Despite resource constraint, the Kidney Unit of the Kandy Teaching Hospital has conducted the highest number of Kidney transplants since it was set up in 2000.

Over 200 kidney transplant operations have been conducted so far. The unit performs two kidney transplant operations every week and 20 cases of dialysis a day.

Surgeon Dr.P.K. Harischandra says the unit is in need of more funds for the kidney patients. The unit has also set up a 'Donor Program' to help kidney patients to find kidney donors.

"This is an important issue in a transplant operation. A Kidney donor has to fulfil a number of health requirements. So it is not easy to find the right kidney," says Dr. Harischandra.

Over 5,000 people have so far expressed consent to donate to the 'Donor Program'".
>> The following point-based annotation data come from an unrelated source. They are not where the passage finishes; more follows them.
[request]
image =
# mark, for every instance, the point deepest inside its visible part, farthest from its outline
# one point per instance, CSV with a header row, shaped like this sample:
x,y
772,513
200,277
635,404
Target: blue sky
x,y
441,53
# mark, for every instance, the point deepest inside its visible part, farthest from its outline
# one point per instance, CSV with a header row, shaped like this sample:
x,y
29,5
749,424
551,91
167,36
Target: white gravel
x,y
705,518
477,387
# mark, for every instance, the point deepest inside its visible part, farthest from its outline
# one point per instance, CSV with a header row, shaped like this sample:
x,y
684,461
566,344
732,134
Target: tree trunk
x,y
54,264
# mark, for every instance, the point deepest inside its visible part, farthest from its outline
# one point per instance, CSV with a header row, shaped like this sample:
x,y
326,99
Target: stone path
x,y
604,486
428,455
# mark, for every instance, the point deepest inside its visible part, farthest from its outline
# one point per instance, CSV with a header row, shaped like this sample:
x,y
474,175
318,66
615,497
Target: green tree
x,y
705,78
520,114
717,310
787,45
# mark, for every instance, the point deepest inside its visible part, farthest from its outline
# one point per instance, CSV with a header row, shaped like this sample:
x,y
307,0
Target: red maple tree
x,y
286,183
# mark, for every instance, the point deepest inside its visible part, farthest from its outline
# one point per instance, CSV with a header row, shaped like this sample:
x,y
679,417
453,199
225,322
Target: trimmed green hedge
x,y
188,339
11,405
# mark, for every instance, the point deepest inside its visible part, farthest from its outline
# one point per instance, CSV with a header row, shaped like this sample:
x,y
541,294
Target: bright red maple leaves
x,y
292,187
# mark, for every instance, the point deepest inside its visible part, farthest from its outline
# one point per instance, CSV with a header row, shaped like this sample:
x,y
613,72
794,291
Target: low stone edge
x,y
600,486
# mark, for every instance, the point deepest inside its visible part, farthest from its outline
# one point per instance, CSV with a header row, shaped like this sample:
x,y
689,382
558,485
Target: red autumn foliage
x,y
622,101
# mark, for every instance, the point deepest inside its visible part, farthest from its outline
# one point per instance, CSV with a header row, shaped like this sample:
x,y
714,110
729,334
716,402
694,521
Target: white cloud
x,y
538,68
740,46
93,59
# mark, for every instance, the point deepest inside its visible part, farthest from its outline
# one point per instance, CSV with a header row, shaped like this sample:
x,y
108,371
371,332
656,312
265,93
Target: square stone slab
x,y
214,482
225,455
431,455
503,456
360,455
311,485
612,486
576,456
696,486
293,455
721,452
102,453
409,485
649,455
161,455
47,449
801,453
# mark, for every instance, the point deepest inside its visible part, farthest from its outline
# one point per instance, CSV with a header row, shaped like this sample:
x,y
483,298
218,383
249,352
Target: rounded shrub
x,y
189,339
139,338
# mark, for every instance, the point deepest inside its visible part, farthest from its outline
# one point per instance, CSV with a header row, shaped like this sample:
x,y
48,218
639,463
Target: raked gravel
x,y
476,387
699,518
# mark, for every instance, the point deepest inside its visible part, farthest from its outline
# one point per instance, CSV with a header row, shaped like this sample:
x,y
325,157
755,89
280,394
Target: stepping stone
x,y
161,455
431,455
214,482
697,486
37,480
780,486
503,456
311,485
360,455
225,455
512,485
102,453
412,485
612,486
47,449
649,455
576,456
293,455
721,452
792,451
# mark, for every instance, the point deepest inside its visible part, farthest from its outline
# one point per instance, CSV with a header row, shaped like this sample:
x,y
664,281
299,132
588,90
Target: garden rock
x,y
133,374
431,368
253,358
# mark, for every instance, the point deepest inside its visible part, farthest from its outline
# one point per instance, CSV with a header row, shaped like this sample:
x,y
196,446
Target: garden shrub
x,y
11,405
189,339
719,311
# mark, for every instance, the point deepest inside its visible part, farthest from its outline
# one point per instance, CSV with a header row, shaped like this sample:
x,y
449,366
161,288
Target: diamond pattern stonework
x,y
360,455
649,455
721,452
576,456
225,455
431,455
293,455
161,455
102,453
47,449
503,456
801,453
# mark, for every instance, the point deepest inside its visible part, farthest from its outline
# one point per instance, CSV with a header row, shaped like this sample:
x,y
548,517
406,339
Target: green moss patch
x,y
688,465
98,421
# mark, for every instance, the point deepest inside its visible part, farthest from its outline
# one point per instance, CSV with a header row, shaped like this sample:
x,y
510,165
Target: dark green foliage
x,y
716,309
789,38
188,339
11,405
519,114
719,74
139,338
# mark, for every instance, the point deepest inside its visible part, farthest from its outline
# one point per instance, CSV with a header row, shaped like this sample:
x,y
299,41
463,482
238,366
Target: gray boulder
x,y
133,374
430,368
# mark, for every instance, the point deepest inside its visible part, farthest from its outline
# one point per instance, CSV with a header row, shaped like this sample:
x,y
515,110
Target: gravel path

The hospital has also started a "Cadaver Program" whereby organs are obtained from bodies within a specific time of his or her death, provided that the immediate relatives of the deceased agrees to donate them.

The hospital has so far transplanted four kidneys under the "Cadaver Program".

Dr. Harischandra also stresses the need for a hostel for patients coming to the Kidney Unit for dialysis, from far off areas.

For all these to be accomplished, the unit needs more funds, he says.